And Riley could watch as his aura briefly surged— a reaction. The spikes grew larger for an instant, but then grew still, and there was only the turbulent currents. He saw the form of the Gallade shift, but there wasn't much detail in this painted realm.

Riley let out a sigh. "I… I imagine you are, honestly. You seem like that kind of person. And it's... really infuriating, you know that?" He shook his head and let out a rueful chuckle. "Because I don't know if I'm just seeing something that's not there, or if you're just the most stubborn person in the universe, or what, but God do you make it hard to not want to punch you in the face these days."

The sheer catharsis Riley got from saying that to his face was only rivaled by seeing the aura flow in Mergo slow. It pulsed for a moment like a beating heart, then remained still as the waters flowed. Promising.

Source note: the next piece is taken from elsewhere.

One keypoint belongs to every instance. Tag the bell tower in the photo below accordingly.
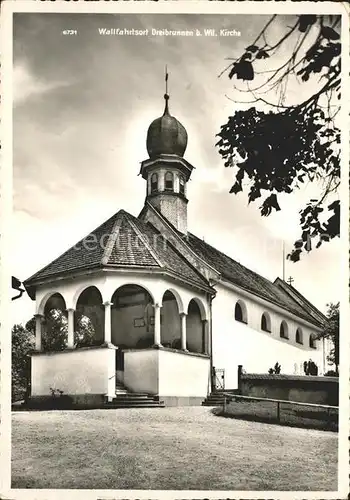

When there was no answer, Riley let out a quiet laugh that betrayed his anxiety, and he stretched his back out. "But you haven't told me to 'still my chattering tongue,' or whatever, so I guess this is progress."

In the silence that settled, Riley couldn't help but feel content. His attention started to wander to the guards around the corner, still huddled together and whispering. Their auras were rippling, quaking, forming waves and dents. He wondered how much longer they—


And Riley froze. His eyes shot open and his aura sensors fell limp to the ground. An unprompted word, a glimmer of hope.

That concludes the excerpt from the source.